The iron-cobalt organic catalyst is microspheres with the diameter of 300-400nm, and layered crystals are arranged on the surfaces of the microspheres.
The iron-cobalt organic catalyst is applied to converting CO2Synthesis of a benzazepine ring: at 20 ℃ and normal pressure, adding 5mg of the iron-cobalt organic catalyst into 10mL of 1mmol/L tetrahydrofuran solution of o-aminobenzonitrile, and continuously blowing CO2And (3) carrying out photocatalytic reaction on the gas under a sunlight simulator to obtain a corresponding quinazoline substrate with the yield of 53%.
Example 3
A preparation method of an iron-cobalt organic catalyst comprises the following steps: adding 1mmol of 2, 5-dipicolinic acid into 50mL of mixed solvent of DMF and absolute ethanol with the volume ratio of 1:5, stirring for dissolving, and adding 10mmol of FeCl3Stirred for 5 minutes and then 1mmol Co (NO) was added3)2·6H2And stirring the mixture for 5 minutes, reacting for 20 hours at 180 ℃, alternately washing the product for 4 times by using absolute ethyl alcohol and DMF (dimethyl formamide), wherein the mass of the product is not reduced any more, the using amount of the washing liquid is 5ml of mixed liquid used for each mole of the product, drying the product in a vacuum drying oven, and drying for 8 hours at 90 ℃ to obtain the iron-cobalt organic catalyst.
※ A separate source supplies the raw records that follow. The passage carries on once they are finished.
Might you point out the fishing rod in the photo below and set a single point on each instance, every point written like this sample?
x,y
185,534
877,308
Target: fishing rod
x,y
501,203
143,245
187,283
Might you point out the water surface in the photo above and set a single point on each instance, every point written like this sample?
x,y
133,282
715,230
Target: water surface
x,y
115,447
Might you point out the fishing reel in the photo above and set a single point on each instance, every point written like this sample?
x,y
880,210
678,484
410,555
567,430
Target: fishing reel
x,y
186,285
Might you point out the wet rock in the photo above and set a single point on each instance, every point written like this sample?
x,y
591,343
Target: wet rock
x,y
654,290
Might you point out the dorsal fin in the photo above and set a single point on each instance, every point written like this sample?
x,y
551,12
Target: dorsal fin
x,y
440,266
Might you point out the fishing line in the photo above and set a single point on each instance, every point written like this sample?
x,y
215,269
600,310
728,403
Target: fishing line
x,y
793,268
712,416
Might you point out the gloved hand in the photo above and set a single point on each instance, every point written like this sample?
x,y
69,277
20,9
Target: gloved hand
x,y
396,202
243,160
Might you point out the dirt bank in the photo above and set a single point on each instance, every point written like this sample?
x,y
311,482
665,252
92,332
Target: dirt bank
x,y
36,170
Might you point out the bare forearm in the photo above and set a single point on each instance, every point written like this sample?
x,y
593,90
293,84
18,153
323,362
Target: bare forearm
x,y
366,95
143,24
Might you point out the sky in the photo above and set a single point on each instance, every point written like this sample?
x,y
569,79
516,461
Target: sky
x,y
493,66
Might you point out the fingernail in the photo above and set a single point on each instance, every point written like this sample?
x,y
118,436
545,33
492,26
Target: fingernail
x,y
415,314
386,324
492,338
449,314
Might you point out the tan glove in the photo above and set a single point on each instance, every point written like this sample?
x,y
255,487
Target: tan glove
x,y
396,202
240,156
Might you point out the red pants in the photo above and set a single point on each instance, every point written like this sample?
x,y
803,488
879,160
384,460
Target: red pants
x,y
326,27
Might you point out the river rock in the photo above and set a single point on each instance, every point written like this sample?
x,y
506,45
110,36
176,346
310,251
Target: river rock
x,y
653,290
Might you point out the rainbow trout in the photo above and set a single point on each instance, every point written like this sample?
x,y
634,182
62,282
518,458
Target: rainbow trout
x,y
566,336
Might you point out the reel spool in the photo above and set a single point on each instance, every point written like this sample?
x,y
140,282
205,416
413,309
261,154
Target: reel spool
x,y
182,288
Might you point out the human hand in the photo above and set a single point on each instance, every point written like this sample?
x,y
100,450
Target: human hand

The iron-cobalt organic catalyst is microspheres with the diameter of 200-400nm, and layered crystals are arranged on the surfaces of the microspheres.
The iron-cobalt organic catalyst is applied to converting CO2Synthesis of a benzazepine ring: at 40 ℃ and normal pressure, adding 10mg of the iron-cobalt organic catalyst into 20mL of 0.1mmol/L o-aminobenzonitrile tetrahydrofuran solution, and continuously blowing CO2And (3) carrying out photocatalytic reaction on the gas under a sunlight simulator to obtain a corresponding quinazoline substrate with the yield of 77%.
The iron-cobalt organic catalyst prepared by the invention can perform photocatalytic reaction under mild conditions of normal temperature and normal pressure, and effectively fix CO2And the compound is converted into a more valuable drug intermediate with high yield.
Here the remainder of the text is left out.